In Hershire Keep a frustrated man walked. Outside Hershire Keep, evenclusters, wonders of modern manufacture (rooms connected by closed tubes, forming the outline of polygons, held in the air by their attachment to a single pillar deep-sunk into the ground, the rooms arcing from the pillar in distance so they’re furthest at the level of its’ center and closest-bunched at its’ top and bottom), sparkle aside skyscrapers, air-recycler topped smokestacks, and cover some of the sun from the view of market squares, public ponds, children’s work factory’s, and private residences (built on top of underground lower-rent apartments) but are themselves several folds invisible opposite C.H. (Capital Hershire)’s Lonnies. A lonny is a cannon which fires rounds that are particularly devastating when impacting in low-atmosphere.
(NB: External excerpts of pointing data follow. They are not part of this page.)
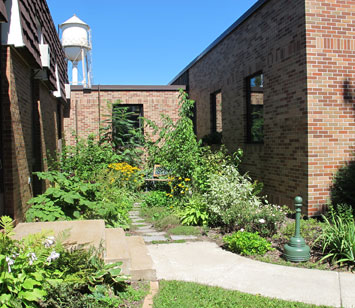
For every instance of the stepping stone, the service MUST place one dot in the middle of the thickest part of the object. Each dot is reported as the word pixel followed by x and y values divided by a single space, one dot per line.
pixel 142 224
pixel 138 220
pixel 150 239
pixel 183 237
pixel 144 230
pixel 155 233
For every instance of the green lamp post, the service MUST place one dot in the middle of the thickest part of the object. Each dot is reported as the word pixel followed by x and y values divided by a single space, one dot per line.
pixel 297 250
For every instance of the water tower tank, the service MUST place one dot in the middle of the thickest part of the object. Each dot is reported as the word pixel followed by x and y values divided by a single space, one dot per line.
pixel 75 38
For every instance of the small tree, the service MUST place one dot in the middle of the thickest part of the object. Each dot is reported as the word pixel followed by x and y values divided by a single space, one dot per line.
pixel 121 132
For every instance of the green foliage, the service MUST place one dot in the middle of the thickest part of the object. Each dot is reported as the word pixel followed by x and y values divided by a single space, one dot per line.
pixel 156 198
pixel 120 131
pixel 343 188
pixel 31 267
pixel 232 202
pixel 192 295
pixel 310 230
pixel 71 198
pixel 185 230
pixel 68 198
pixel 212 138
pixel 176 147
pixel 246 243
pixel 6 224
pixel 195 213
pixel 86 158
pixel 338 238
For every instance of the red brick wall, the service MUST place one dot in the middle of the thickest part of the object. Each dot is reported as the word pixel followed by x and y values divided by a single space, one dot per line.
pixel 84 117
pixel 331 94
pixel 271 40
pixel 20 93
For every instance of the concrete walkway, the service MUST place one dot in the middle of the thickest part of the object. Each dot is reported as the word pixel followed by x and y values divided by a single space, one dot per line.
pixel 207 263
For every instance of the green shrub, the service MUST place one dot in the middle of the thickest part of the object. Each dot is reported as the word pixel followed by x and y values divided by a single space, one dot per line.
pixel 195 212
pixel 310 230
pixel 338 239
pixel 156 198
pixel 167 222
pixel 246 243
pixel 232 202
pixel 343 188
pixel 33 265
pixel 176 147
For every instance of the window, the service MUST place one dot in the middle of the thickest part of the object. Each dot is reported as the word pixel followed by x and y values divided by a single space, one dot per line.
pixel 216 112
pixel 126 118
pixel 255 108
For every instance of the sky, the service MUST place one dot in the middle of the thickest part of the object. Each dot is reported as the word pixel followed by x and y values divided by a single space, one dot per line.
pixel 148 42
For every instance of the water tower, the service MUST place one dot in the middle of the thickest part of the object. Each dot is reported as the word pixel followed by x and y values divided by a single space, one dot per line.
pixel 76 41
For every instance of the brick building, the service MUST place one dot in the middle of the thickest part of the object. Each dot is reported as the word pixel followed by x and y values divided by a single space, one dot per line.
pixel 90 107
pixel 33 77
pixel 284 75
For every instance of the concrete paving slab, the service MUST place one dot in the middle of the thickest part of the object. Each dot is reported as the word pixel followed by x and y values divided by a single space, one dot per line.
pixel 138 219
pixel 183 237
pixel 152 238
pixel 155 233
pixel 141 224
pixel 117 248
pixel 82 232
pixel 347 289
pixel 206 263
pixel 142 266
Up one of the impractical eye-catching angles that make Hershire Keep Flewivz Chetzma stomped with a long gait.
“Capaulta Moniere! Are you here?”
“Be professional Relayer.”
The man who’s title latter-more was spoken reformed his hurried manner into one more suitable for a military report. Seeing not the expected stare but an eased waiting from Moniere he composes himself. Light, jangly, emotional movements disperse from his body, pouring out into the open room.
“I have come to deliver my annual report on the outermost ring of satellites’ recordings early under suspicion of impending invasion.”
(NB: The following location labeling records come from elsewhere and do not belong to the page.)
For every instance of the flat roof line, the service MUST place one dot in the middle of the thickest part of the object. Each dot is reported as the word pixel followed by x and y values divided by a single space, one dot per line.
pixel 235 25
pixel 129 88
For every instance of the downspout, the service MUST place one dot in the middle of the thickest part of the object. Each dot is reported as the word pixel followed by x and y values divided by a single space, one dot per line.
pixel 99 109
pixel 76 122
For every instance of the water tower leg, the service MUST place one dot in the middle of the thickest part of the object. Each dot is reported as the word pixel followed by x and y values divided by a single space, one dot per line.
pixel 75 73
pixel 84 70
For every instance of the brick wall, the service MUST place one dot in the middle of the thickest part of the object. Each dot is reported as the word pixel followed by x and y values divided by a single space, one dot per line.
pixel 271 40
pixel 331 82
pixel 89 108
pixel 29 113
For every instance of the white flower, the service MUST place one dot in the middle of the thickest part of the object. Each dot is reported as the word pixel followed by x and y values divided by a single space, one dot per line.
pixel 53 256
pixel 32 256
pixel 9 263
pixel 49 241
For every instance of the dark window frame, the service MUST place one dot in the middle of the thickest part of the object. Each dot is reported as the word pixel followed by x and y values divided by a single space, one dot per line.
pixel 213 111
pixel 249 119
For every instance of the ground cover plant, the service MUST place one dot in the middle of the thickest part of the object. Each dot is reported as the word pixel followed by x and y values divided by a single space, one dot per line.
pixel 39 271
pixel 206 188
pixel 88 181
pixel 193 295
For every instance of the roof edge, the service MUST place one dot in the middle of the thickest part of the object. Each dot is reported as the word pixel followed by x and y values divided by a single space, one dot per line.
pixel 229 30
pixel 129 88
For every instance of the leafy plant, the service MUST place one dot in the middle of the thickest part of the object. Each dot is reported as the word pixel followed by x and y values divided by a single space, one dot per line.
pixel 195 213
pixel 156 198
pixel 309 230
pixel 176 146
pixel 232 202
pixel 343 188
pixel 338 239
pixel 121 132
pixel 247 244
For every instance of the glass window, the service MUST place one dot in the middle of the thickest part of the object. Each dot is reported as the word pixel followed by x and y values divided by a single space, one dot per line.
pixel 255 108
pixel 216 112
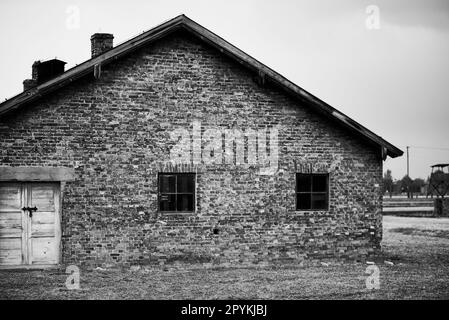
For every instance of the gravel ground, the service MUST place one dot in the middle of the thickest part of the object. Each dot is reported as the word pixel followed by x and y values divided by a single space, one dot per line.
pixel 417 247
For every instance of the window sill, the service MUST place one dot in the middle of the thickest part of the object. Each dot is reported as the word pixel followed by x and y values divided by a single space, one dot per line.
pixel 176 213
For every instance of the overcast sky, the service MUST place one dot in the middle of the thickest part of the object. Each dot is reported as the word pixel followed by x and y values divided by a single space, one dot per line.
pixel 391 76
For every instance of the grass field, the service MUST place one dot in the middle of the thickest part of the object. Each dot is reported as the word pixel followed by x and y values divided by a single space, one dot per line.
pixel 417 247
Moniere takes in some seriousness that tightens his muscles and stills his body.
“Proceed.”
“370 of the satellites have failed to respond in their last contact cycle. I sent a checking signal and had the equipment checked to be sure it could send and receive on our end. None of the previously silent satellites responded yet an additional 49 from the outermost ring did not respond. Streams from the seventh ring have shown nothing in visible light spectra. But yellow-light imaging revealed Kapernaim and Wodremn forces have entered our space.” Flewivz thought Moniere was going to speak for a moment there. “Available details on the make-up of those forces, the log-times of these recording, and additional observations are recorded in the full brief”. Moniere shook hands with Flewivz so the brief was transferred to his wrist-memorizer.
“Why did you deliver this information personally?”
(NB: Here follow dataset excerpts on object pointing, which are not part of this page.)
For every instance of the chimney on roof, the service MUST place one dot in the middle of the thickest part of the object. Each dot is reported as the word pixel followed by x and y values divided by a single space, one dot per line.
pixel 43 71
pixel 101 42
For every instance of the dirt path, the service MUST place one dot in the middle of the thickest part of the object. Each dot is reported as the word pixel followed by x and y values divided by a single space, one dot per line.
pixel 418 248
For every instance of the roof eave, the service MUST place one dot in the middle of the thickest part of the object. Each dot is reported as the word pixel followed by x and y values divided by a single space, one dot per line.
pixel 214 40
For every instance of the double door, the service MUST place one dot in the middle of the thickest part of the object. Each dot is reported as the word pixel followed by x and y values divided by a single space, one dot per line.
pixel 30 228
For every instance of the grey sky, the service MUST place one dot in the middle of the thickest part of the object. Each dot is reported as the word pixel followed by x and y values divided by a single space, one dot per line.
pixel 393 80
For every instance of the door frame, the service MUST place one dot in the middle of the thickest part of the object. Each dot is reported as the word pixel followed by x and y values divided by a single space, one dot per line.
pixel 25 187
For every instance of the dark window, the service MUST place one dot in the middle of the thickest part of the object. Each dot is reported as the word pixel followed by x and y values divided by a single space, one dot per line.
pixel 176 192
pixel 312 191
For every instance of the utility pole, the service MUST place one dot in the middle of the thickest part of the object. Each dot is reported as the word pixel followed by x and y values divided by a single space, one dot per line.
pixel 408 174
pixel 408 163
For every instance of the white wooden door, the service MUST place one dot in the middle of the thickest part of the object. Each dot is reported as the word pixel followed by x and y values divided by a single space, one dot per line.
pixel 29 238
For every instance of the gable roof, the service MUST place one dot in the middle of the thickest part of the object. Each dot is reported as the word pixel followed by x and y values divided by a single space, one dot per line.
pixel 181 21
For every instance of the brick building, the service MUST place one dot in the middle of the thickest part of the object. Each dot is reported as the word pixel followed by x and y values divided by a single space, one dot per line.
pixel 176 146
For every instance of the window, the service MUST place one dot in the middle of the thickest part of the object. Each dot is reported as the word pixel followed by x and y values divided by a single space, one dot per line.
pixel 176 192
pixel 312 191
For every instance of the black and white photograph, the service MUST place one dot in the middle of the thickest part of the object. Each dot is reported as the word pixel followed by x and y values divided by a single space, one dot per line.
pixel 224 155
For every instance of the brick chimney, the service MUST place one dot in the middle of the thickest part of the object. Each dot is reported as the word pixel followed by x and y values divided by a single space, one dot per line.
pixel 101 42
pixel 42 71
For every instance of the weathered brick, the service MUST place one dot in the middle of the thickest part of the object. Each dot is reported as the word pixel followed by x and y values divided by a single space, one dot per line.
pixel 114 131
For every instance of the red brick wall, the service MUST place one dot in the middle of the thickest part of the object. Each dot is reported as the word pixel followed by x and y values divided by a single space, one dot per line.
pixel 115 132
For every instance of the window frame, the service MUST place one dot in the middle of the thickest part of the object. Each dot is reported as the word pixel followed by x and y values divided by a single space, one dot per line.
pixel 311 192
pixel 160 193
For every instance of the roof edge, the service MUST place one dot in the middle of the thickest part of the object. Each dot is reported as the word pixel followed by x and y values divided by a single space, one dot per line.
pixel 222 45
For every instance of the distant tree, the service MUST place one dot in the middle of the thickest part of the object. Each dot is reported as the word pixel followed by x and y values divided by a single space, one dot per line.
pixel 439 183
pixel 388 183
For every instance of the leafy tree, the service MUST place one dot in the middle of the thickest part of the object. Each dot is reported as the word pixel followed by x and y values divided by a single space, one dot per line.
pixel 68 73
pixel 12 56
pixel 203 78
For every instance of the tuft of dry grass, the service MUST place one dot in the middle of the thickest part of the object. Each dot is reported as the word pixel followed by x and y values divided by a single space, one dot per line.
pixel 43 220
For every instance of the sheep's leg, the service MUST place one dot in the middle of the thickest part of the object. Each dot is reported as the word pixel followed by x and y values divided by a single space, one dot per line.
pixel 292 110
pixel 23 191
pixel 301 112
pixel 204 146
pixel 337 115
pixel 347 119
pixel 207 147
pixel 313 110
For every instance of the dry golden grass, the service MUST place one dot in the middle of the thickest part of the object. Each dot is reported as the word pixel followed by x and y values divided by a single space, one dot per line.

“Capaulta I didn’t really think about it, Capaulta. I wanted to be sure you received it, Capaulta, it seemed of enough significance to attend to personally. I was unsure of if an alternate form of message delivery would be read by you in satisfactory time.”
Moniere slapped his three-plane opposable thumbed palm against Flewivz’s corresponding nine digits.
“Synch your recorders into a single stream then send it to my wrist-memorizer. Dismissed.”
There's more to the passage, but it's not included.